La Coalition et la Turquie sont contre les Kurdes

 

Depuis le 23 septembre, les bombardements de la coalition internationale dirigée par les USA, avec la collaboration des pétromonarchies du Golfe, n’ont pas permis d’arrêter l’offensive de l’EI, qui se trouvait alors à 60 km de Kobani… A l’heure où nous écrivons, il occupe plusieurs quartiers de la ville. Cela démontre bien que cette intervention militaire n’a pas pour but d’aider les populations locales mais sert à défendre les objectifs des puissances impérialistes occidentales et les forces réactionnaires régionales qui sont leurs alliées.

De son côté le gouvernement turc de l’AKP démontre à nouveau son opposition à tout projet d’auto-détermination kurde qui remettrait en cause ses intérêts politiques. Ankara met ainsi dans le même sac les Kurdes du PKK et l’EI en les qualifiant tous deux de terroristes. Objectif visé : couper l’herbe sous les pieds des formations kurdes opérant en Turquie et en Syrie voisine, voire les mettre sous pression pour tenter de les coopter.

Le principal objectif de la Turquie est d’empêcher la création d’une zone autonome kurde le long de sa frontière avec la Syrie, c’est pourquoi Ankara fait de la création d’une zone tampon en Syrie l’une de ses principales demandes à la coalition, et non comme elle le prétend, pour protéger les secteurs tenus par l’Armée syrienne libre.

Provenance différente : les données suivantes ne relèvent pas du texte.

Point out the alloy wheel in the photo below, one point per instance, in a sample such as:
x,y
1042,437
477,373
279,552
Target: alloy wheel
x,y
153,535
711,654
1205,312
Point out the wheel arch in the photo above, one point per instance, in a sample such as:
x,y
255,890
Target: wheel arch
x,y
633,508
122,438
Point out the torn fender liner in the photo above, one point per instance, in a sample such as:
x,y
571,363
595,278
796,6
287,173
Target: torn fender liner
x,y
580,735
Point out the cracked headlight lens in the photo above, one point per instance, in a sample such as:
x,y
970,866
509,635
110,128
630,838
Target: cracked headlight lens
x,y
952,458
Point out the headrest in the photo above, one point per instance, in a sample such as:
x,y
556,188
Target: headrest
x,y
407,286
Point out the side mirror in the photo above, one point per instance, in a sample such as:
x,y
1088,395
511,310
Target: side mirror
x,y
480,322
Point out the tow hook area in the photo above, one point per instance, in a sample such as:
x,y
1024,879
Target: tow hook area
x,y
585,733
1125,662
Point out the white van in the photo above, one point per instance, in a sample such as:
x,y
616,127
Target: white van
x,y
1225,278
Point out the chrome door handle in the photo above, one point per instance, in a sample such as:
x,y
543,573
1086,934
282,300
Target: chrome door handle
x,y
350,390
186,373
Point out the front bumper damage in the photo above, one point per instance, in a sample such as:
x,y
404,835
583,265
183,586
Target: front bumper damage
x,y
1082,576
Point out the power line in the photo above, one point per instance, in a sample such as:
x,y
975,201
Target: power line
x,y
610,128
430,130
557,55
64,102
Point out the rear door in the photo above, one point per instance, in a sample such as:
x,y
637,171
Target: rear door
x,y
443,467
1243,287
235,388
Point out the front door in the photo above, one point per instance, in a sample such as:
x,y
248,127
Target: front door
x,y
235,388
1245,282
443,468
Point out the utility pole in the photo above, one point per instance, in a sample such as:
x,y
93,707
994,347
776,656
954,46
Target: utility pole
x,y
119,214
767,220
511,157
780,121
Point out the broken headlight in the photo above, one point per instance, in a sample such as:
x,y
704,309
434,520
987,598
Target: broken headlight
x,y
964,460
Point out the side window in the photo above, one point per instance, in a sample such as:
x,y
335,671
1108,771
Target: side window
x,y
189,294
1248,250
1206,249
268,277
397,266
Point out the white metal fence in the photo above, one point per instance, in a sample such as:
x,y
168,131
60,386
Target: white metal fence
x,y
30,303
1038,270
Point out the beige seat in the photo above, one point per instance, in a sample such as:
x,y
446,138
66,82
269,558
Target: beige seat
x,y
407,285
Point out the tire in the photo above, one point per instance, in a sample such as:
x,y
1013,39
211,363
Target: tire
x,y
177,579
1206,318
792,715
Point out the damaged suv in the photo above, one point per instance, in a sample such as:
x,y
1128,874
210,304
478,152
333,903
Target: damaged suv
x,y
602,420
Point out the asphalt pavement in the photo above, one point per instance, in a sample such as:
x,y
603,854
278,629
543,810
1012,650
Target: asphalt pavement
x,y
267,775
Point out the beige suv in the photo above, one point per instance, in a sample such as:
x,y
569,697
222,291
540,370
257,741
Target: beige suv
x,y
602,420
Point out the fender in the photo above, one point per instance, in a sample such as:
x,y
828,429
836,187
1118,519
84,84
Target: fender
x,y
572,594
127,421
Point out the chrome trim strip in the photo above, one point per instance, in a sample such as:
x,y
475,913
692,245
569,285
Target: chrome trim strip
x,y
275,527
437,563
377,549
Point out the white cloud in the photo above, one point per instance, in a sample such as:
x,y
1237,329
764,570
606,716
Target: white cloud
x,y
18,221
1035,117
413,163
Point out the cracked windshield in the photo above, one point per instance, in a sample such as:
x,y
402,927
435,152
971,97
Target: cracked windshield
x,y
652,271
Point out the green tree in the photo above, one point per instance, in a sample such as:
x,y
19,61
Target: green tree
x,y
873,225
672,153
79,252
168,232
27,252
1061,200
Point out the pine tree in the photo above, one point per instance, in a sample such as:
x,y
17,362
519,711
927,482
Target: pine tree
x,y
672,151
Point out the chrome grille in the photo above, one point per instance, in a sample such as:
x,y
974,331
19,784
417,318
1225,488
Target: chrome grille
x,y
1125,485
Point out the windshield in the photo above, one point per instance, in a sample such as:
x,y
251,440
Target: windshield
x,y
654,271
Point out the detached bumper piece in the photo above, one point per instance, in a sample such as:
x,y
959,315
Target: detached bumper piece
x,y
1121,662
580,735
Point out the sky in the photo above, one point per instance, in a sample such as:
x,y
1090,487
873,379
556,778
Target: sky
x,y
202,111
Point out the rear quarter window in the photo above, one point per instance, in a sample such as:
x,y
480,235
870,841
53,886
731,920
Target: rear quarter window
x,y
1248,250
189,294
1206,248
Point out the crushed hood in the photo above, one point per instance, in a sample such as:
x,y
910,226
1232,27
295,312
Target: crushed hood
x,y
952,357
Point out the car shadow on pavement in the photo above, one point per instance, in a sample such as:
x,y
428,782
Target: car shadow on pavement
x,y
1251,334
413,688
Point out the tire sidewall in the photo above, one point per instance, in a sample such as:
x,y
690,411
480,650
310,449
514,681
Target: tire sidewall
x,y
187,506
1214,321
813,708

La Turquie a jusqu’ici empêché et empêche toujours les combattants des YPG qui se trouvent sur son sol de se rendre à Kobani pour soutenir les forces kurdes sur place. De surcroît, elle a imposé un couvre-feu, pour la première fois depuis 1992, dans six provinces peuplées majoritairement de Kurdes, en réponse à des manifestations de cette communauté contre le refus du gouvernement de venir en aide à la ville de Kobani et de laisser passer les combattants kurdes qui souhaitent se battre en Syrie. 

Le chef du PYD, Salih Muslim, a enjoint la Turquie de laisser passer des armes, refusant en même temps catégoriquement l’entrée de l’armée turque dans Kobani, qui s’apparenterait selon lui à une « occupation », tandis que le chef emprisonné du PKK Abdullah Öcalan a aussi prévenu que la chute de Kobani signerait la fin des efforts de paix engagés il y a deux ans entre la Turquie et le PKK. 

 

 

La chute de Kobani serait une défaite pour la révolution syrienne

 

La capture de Kobani par l’EI constituerait une double défaite : pour l’autodétermination du peuple kurde et pour la révolution syrienne. Les régions autonomes démocratiques de Rojava ont été rendues possibles par la révolution. L’autonomie de ces régions à majorité kurde n’aurait jamais pu voir le jour sans le mouvement de masse par en bas des peuples de Syrie (Arabes, Kurdes et Assyriens ensemble) contre le régime criminel d’Assad. Ce sont ces mêmes forces populaires qui se sont opposées aux djihadistes qui s’en prennent aux régions autonomes de Rojava. Aujourd’hui, des composantes de l’Armée Syrienne Libre et du YPG combattent côte à côte face à l’EI, tandis que de nombreuses manifestations de soutiens à la ville de Kobani se déroulent dans des villages et quartiers « libérés » de Syrie à l’initiative des révolutionnaires. 

La révolution populaire des peuples de Syrie, Arabes, Kurdes et Assyriens au coude à coude, est la seule réponse au communautarisme religieux et au nationalisme oppresseur. C’est pour cela que nous devons nous opposer à toute tentative de compromettre ce projet d’auto-détermination et la révolution syrienne en même temps, que cela soit de la part du régime d’Assad, des forces islamistes réactionnaires, des différents impérialismes internationaux (américain et russe en particulier) et des puissances régionales (Arabie Saoudite, Qatar, Turquie et Iran).